The Group is mainly engaged in energy and natural resources (including precious metals) related projects, provision of loan financing and investment and management consultation services in the PRC and provision of advising on securities and securities dealing and brokerage services in Hong Kong.
The Group's loss attributable to shareholders for the year ended 31-03-2019 amounted to HKD 63.34 million. Basic loss per share was HKD 0.0401. No dividend declared. Turnover amounted to HKD 34.97 million, an increase of 13.6% over the same period last year, gross profit margin down 0.3% to 97.0%. (Announcement Date: 27 Jun 2019)
Business Review - For the year ended March 31, 2019
The Group’s main operating segments are investment in energy and natural resources (including precious metals) related projects, Money lending business and Financial services business as set out in note 5 to the consolidated results of the Company.
Investment in energy and natural resources (including precious metals) related projects
a. The Aohan Qi Mine
The Group maintains the Aohan Qi Mine in Inner Mongolia which is undergoing a period of smallscale operation and the Group renewed the mining permit of Aohan Qi gold mine on 19 April 2018, which will remain valid until 19 April 2021. The Group has also obtained the Safety Mining Permit* （安全生產許可証）for the mining in the Aohan Qi Mine until 23 February 2020.
b. Consultancy business in mining industry
The current business scope of the consultancy business in mining industry included mining exploration advice, technical advice, economic and information consultancy services. With the relevant experience in acquisition, exploitation and exploration in mining business and the relevant professional experts retained by the Group, the Group has commenced its mining consultancy business with the customers by utilising its internal professional experts since July 2018.
The mining consultancy services provided to customers include operation management, licence application, licence extension, exploration management, geological and technical field services, assisting in exploration auditing, business development, and other related technical services. For the year ended 31 March 2019, the Group recorded approximately HK$6.7 million revenue from the mining consultancy services.

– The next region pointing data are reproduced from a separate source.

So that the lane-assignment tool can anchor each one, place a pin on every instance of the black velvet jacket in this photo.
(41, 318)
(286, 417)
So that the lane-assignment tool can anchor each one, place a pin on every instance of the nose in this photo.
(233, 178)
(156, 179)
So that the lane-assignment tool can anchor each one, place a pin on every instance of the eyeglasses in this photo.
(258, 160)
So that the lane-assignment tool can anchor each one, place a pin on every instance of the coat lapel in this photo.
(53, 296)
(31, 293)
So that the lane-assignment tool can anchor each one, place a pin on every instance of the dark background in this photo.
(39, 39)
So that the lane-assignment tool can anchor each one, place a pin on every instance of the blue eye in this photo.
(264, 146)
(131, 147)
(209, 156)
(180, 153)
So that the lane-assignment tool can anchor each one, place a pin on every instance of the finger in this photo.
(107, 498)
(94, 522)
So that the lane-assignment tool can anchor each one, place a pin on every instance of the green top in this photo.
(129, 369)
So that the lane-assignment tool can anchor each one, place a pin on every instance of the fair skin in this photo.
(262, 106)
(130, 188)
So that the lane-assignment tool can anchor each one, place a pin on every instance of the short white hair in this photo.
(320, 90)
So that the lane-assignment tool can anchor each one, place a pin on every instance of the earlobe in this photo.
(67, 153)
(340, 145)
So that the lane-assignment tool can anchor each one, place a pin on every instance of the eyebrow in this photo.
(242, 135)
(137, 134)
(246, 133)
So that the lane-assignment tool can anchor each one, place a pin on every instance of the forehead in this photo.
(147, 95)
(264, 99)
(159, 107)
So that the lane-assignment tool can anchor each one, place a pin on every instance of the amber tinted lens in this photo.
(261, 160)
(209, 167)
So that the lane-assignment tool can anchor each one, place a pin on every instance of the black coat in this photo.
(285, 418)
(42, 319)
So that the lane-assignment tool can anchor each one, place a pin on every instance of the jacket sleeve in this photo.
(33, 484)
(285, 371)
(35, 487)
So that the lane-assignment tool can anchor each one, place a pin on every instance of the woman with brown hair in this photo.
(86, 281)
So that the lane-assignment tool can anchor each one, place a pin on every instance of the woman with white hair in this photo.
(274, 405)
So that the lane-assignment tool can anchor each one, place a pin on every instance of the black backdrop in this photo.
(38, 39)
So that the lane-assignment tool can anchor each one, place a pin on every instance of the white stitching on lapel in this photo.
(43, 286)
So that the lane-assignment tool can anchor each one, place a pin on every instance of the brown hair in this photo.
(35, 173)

To the best knowledge of the Directors, the PRC government is implementing an indirect supervision and establishing a self-disciplinary norm on the mining consulting industry. Besides, most of the small and medium-sized enterprises engaged in mineral business in the PRC have weak professional skills and insufficient understanding of the relevant regulatory requirements. There is an increasing demand from these enterprises seeking professional advice and technical support.
Meanwhile, the PRC government has strengthened its governance in environmental protection and implemented more strict standards and policies in relation to environmental protection. The small and medium-sized enterprises engaged in the mining business need guidance from professional expert in order to comply with the tight requirement from the PRC government. Therefore, the Directors are of the view that there will be an increasing demand in the professional mining consultancy services in coming future.
Money lending business
The Directors are of the view that the demand for the Group’s loan financing business is increasing as small and medium enterprises in Jilin, the PRC may need more funding to finance their daily working capitals. Therefore, the Company will adopt a more prudent lending policy to strengthen the control on credit risks. The Directors are of the view that, the increasing demand for the loan financing business in Jilin together with the more prudent lending policy and other precautions measure for the loan financing business, the financial results of the loan financing business will improve.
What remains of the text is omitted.